Specifically, the bill directs the HPC to establish a process for identifying drug price changes “that pose a public health threat” to residents and the state, and allows the HPC to “recommend pricing measures.” The bill also limits out-of-pocket insulin spending for residents by eliminating deductibles and coinsurance and capping co-pays at $25 per month. It also requires the Center for Health Information and Analysis (CHIA) to collect more data on drug prices than it currently does “to provide policymakers and consumers with an objective data source to understand drug cost drivers.”
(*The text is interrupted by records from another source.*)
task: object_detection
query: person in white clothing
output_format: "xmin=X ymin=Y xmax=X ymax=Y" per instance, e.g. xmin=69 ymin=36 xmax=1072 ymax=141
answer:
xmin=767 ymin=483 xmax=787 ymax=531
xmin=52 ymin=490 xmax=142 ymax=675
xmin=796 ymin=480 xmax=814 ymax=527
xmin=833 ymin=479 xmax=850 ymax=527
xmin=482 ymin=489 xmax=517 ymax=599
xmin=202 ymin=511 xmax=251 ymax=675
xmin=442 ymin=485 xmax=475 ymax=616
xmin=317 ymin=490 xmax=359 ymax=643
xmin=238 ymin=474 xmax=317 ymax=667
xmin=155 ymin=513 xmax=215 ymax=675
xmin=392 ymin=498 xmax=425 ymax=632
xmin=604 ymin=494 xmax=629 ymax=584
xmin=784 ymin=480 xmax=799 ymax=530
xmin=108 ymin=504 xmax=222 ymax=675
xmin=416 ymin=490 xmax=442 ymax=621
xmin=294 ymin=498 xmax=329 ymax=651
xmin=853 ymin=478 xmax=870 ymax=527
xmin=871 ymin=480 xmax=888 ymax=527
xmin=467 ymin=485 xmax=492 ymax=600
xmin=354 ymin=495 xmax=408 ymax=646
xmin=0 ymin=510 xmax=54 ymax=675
By including pharmaceutical interests in the HPC’s cost trends hearings, those interests will be required to testify under oath and supply documentation about drug costs. The bill also requires HPC to create an “academic detailing program” to educate prescribers and other medical professionals on best practices to improve patient outcomes and reduce costs through better prescribing practices.
The expansion of the HPC’s regulatory authority and workload comes at a time when hospitals and insurers must fund the entirety of the HPC’s growing budget through annual assessments. The legislation that created the HPC allows, but doesn’t require, the state to pay up to a third of the HPC’s operating budget – but Massachusetts does not contribute to the funding. Hospitals that are self-insured not only pay their share of the hospital assessment but also are subject to the insurer surcharge as well. Under the Senate’s pharmaceutical cost bill, pharmaceutical and biopharmaceutical manufacturing companies, and pharmacy benefit managers will be required to pay an amount of the estimated expenses for the related new work of the HPC and CHIA, but are not included in the annual assessment to fund the agencies’ core work.